If you are a ‘left’-leaning thinker, you will know how the ‘left’ sees solutions to what ails society (and the world). You may have strong negative opinions on how the ‘right’ thinks about these same things. And there are gaps in your understanding of how the ‘right’ thinks.

If you are a ‘right’-leaning thinker, you will know how the ‘right’ sees solutions to what ails society (and the world). You will probably have strong negative opinions on how the ‘left’ thinks about these same things. Again, there are gaps in your understanding of how the ‘left’ thinks.

And if you claim the ‘centre’ or any other position along the political continuum, you too will have specific views and will see solutions, as do most humans – at least in part – to what ails society (and the world). And so on. And so on.


No matter how we humans are sliced or diced, each of us has beliefs, opinions, judgements and a knowledge base which shape our political views and actions. And here’s the issue: it’s that accumulation, and that alone, that prevents us from experiencing fluidity.

Why? Because through the filter of our past, our thinking is not on tap and fluid. Instead, it’s on top and frozen solid.

That’s the problem.

Our belief system, our ‘truths of the matter’, is what keeps us stuck in seemingly intractable problems. Problems like… well, you name them – they fill the news and social-media channels all day, every day.


When we listen to others without our beliefs getting in the way, we listen from the Realm of Possibility. And we discover that they too, with the heart of a decent person, have good intentions. We see that they know a thing or two (or maybe three, or even more), that we don’t.

We see that they too have the common good at heart even though they may have, amid the travails of life, lost temporary connection with their noble feelings and become intransigent, inflexible, uncompromising.

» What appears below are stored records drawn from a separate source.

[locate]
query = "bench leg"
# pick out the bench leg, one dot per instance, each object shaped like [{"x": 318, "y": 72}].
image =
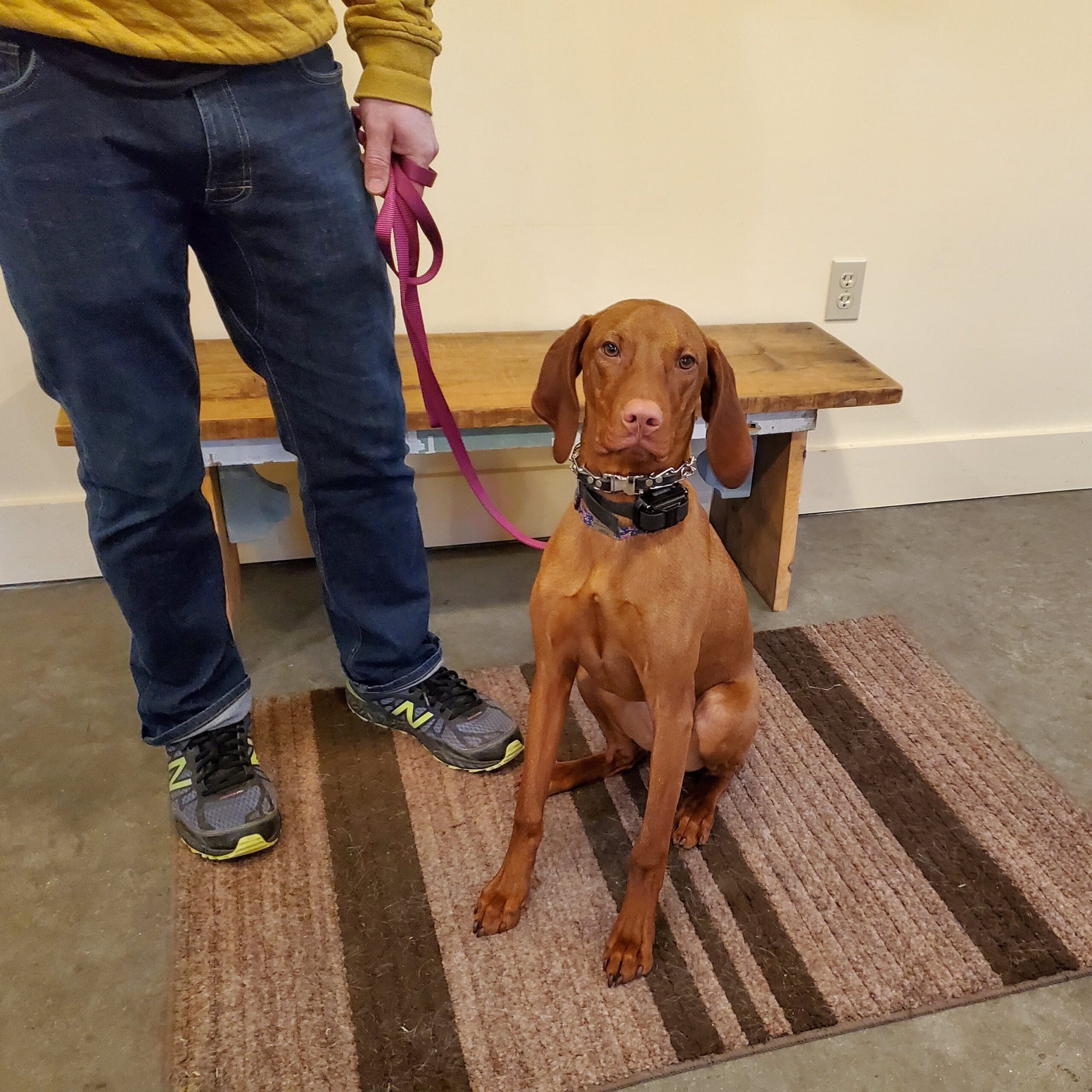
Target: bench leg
[
  {"x": 229, "y": 551},
  {"x": 759, "y": 531}
]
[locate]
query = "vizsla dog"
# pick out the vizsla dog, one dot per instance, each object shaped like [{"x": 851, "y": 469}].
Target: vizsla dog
[{"x": 645, "y": 611}]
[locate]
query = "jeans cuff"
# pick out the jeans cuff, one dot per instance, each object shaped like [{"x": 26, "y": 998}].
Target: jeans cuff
[
  {"x": 233, "y": 707},
  {"x": 411, "y": 679}
]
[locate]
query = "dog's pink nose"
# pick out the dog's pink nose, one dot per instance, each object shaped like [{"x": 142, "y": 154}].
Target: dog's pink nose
[{"x": 640, "y": 415}]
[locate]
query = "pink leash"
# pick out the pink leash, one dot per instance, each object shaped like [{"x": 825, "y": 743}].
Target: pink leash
[{"x": 403, "y": 213}]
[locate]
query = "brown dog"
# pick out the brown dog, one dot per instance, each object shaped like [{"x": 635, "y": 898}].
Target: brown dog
[{"x": 653, "y": 627}]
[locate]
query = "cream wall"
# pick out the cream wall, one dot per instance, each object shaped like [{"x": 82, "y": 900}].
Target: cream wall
[{"x": 594, "y": 151}]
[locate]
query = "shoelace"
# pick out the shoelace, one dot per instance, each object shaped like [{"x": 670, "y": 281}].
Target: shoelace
[
  {"x": 451, "y": 693},
  {"x": 223, "y": 759}
]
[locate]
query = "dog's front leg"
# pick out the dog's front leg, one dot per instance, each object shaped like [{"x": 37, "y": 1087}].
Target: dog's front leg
[
  {"x": 629, "y": 948},
  {"x": 502, "y": 901}
]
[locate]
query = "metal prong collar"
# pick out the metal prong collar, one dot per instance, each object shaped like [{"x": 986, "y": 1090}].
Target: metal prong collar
[{"x": 633, "y": 484}]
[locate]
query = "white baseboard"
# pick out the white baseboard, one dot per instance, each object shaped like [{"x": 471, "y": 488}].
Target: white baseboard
[
  {"x": 47, "y": 539},
  {"x": 919, "y": 472}
]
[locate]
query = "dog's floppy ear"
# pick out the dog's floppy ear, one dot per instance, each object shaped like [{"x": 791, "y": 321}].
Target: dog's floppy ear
[
  {"x": 728, "y": 440},
  {"x": 555, "y": 398}
]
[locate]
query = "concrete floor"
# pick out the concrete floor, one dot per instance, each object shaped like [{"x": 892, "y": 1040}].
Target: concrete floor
[{"x": 999, "y": 591}]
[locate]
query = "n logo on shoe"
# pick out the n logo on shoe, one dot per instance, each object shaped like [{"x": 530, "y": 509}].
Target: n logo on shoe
[
  {"x": 177, "y": 768},
  {"x": 407, "y": 709}
]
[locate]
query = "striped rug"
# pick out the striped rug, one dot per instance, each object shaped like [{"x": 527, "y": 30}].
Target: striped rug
[{"x": 885, "y": 851}]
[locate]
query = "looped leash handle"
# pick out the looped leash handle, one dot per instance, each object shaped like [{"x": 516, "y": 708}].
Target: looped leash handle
[{"x": 402, "y": 217}]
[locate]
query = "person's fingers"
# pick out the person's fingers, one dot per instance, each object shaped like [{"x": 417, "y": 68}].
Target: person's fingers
[{"x": 377, "y": 157}]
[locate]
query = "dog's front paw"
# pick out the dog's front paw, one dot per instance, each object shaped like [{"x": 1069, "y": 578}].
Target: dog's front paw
[
  {"x": 694, "y": 822},
  {"x": 498, "y": 909},
  {"x": 629, "y": 950}
]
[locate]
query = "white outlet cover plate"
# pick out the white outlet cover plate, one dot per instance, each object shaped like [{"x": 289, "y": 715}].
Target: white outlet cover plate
[{"x": 843, "y": 295}]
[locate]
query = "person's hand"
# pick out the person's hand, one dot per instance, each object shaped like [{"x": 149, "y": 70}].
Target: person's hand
[{"x": 388, "y": 128}]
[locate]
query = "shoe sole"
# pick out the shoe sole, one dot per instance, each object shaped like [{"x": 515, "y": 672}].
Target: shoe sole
[
  {"x": 512, "y": 752},
  {"x": 246, "y": 845},
  {"x": 266, "y": 838}
]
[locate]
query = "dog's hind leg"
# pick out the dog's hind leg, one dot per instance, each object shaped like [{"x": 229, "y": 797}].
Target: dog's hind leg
[
  {"x": 726, "y": 720},
  {"x": 622, "y": 752}
]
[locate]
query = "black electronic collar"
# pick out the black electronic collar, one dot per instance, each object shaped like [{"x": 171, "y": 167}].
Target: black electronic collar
[{"x": 659, "y": 500}]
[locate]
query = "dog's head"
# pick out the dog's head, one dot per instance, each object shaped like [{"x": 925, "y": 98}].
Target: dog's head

Just like us.

So how do we listen to others into ‘being’ who they really are?

It requires you and me to stop listening to our own beliefs, opinions, judgements and knowledge.

It demands that we explore the thinking, not of ourselves, but the other.

It calls us to understand what others think and why they think it.

It insists that we see into the depth of what matters to the other and what the other thinks works.

It asks us to drop what we think we know and to enter the realm of the unknown – the yet-to-be-seen.

It urges us to understand what creates the separate reality in which each of us seven billion-plus human being’s lives.

It’s in those times, sitting quietly in the unknown, at peace in the yet-to-be-seen, silent before the other, that we discover, that we each hold the potential of seeing into The Realm of Possibility: and we see a new, fresh, original and sustainable way forward.

It’s from that state of mind that we see our state of impossibility for the illusion it is. Even more, in that same instant, we see the unifying power of Possibility.

Having seen Possibility, we are then ready to do what really matters and what really works.

We are now infused by our innate state of kindness, understanding, wisdom and common sense.